Before I fly next time I want shake the pilot's hand. Both of them.



> *Artificial arm of British pilot comes off during Flybe plane landing*
> 
> Posted     16 minutes agoThu 14 Aug 2014, 6:38pm
> 
> ...


----------



## Meanderer (Aug 14, 2014)

Forewarned is forearmed!


----------



## oldman (Aug 14, 2014)

As a retired pilot, you don't want to know what I think.


----------



## Falcon (Aug 14, 2014)

As an ex USAF  B-26 Martin Marauder pilot, you don't want to know what I think either.


----------



## Pappy (Aug 14, 2014)

As a non- pilot, I'm thinking what oldman and Falcon are thinking.


----------



## oldman (Aug 14, 2014)

Falcon said:


> As an ex USAF  B-26 Martin Marauder pilot, you don't want to know what I think either.
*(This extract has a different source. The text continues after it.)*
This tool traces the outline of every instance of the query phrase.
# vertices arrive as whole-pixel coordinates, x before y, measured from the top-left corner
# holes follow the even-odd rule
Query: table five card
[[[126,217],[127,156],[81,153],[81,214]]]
Falcon.....Were you in WW II?


----------



## Falcon (Aug 14, 2014)

oldman said:


> Falcon.....Were you in WW II?



Yes, Oldman,  In the ETO; Bombed the $*it out of the Nazis.   Fun, fun, fun !


----------



## oldman (Aug 14, 2014)

Have you flown since the war? Did you fly any commercial jets?


----------



## Falcon (Aug 14, 2014)

A little;  rented a few Cessnas and Tri Pacers, but no jets.


----------



## SifuPhil (Aug 14, 2014)

Still ... no arm done.


----------



## hollydolly (Aug 14, 2014)

oldman said:


> As a retired pilot, you don't want to know what I think.



I do ..I'd like to hear what another pilot thinks about this ...I'm sure lots of us would be interested in hearing  an ex commercial pilots' view


----------



## oldman (Aug 15, 2014)

hollydolly said:


> I do ..I'd like to hear what another pilot thinks about this ...I'm sure lots of us would be interested in hearing  an ex commercial pilots' view



I have to admit that I cheated a little by looking up the incident and reading the entire report.
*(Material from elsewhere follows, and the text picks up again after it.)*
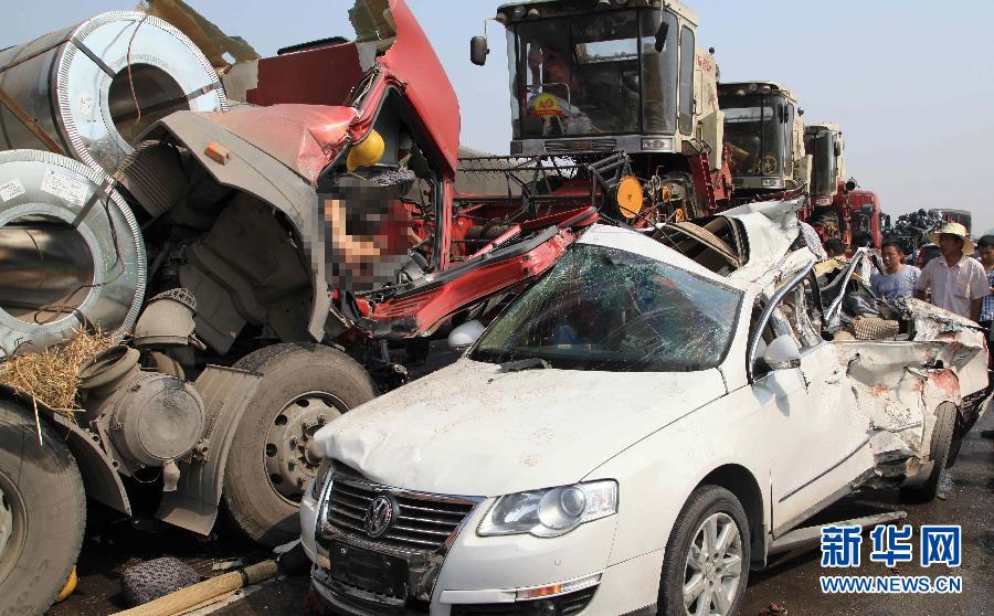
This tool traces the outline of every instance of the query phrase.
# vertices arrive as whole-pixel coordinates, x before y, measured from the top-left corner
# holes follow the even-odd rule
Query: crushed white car
[[[455,364],[324,427],[317,592],[345,614],[730,615],[833,501],[933,498],[988,402],[984,337],[875,298],[869,253],[819,262],[796,208],[594,226]]]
Without going into a list of "what could have gone wrong', my main concern at this point is the condition of the aircraft. The incident report stated that "the pilot lost control'. That statement in of itself should have raised a red flag and the company then to state that the passengers were in no danger, in my opinion, is probably not true. Take offs and landings are the most crucial part of any flight. The statement also listed that the landing was a hard bump followed by a bounce. The company then reports that there was no damage to the aircraft. That statement is also disingenuous. Unless that aircraft is taken out of service and the engineering group or mechanics spread a dye over the critical parts of the airplane's skin and movable parts and some x-rays taken, how can they be so sure? Tiny stress fractures, which cannot be seen by the eye may have occurred. There have been incidents reported of aircraft suffering stress fractures and coming apart while in flight. 

This is just not a good situation and I wish them well for all future flights.


----------



## hollydolly (Aug 15, 2014)

I had a feeling in my bones that you may explain something like that Oldman..very worrying I would say, but thanks for that. I do hope by now they've put all the checks in place you describe.


----------



## oldman (Aug 15, 2014)

hollydolly said:


> I had a feeling in my bones that you may explain something like that Oldman..very worrying I would say, but thanks for that. I do hope by now they've put all the checks in place you describe.



Here in the states, the FAA and the NTSB would have to give the airline it's blessing before that aircraft would have flown again. I am sure that the same is true where you are, or at least lets hope so. (Different agencies, but you understand my point, I'm sure.)


----------



## oldman (Aug 15, 2014)

When I flew regional flights, I flew this aircraft. It has a very good safety record. The plane handles very nice, but the fact that wind may have been a factor is what concerns me


----------



## Susie (Sep 9, 2014)

Falcon: Fun, fun, fun! Glad you had a good time!
Walked thru "Magdeburg" after a bombing: Ruins, rats, dead people (women and children) buried in the cellars of the ruins.   Was 14 at the time, have never been able to erase it from my mind.        :sorrow:


----------